I’m being too general, of course. What really happens is that people read their books and find out that God intervenes in this world in all kinds of ways: in the real estate market by promising land to certain groups of homo sapiens, in marriage and relationships by defining sexual boundaries and marriage rights, in dietary habits by making some animals sacred. This of course leads not to greater wisdom or knowledge, but greater conflict and ignorance. So much is at stake in the world that we cannot afford to quibble about theology while ignoring reality.
In conclusion, the true essence of Christianity is compared to the world of science, secular humanism, and reason.
Christians say that, even when lacking reasons to believe, the act of knowing things by faith is a great virtue. In direct contrast to this, Socrates argued that true wisdom is acknowledgement of one’s own ignorance. In other words, what atheists do admit that Christians cannot is that we do not know. We do not claim to know anything about God, including facts about his existence, because no human being can know so much. The moment that human beings claim to know what they don’t actually know is the moment they have religious disagreements.
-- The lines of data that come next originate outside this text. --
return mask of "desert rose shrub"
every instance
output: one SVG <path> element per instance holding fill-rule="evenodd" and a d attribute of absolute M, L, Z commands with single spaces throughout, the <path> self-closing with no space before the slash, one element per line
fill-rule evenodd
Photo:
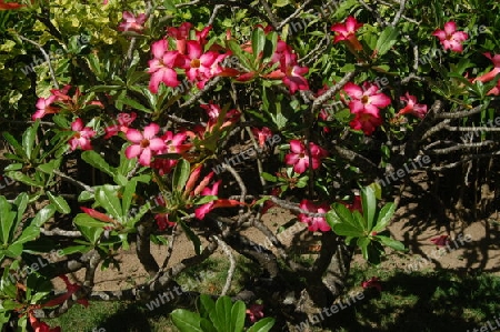
<path fill-rule="evenodd" d="M 411 171 L 427 172 L 436 212 L 483 201 L 484 213 L 498 181 L 498 7 L 1 1 L 4 175 L 22 187 L 0 197 L 0 322 L 48 331 L 40 319 L 77 303 L 149 301 L 231 248 L 259 264 L 232 296 L 249 308 L 233 304 L 234 326 L 269 313 L 277 328 L 298 324 L 342 294 L 358 250 L 373 264 L 404 250 L 387 227 Z M 273 205 L 320 234 L 314 262 L 293 260 L 261 222 Z M 178 229 L 196 255 L 156 261 L 151 244 L 176 250 Z M 94 291 L 97 269 L 132 240 L 150 280 Z M 82 284 L 68 280 L 82 269 Z M 231 275 L 216 294 L 228 308 Z M 56 278 L 66 293 L 51 292 Z M 174 304 L 193 309 L 192 295 Z"/>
The true essence of Christianity has at its basis a fanatical obsession with the fantasy of purity and perfection. It holds people responsible for the way they are born, and proposes that a just punishment for this condition is eternal torture in the afterlife. It claims that you can wipe your debt clean and join God in Heaven, but only if you believe and accept the torture of Jesus, who was also God himself. Lastly, it demands that you spread this good news and grow in Christ, that you go out and proclaim proudly to the world that Christianity is real and knowable.
I ask you kindly to think about the alternatives: Humility in the face of uncertainty. A demand for sound reasons and evidence over faith. A real commitment to true fairness, justice, and responsibility instead of the moral outrages in the Bible. That, my friends, is the true essence of secular humanism.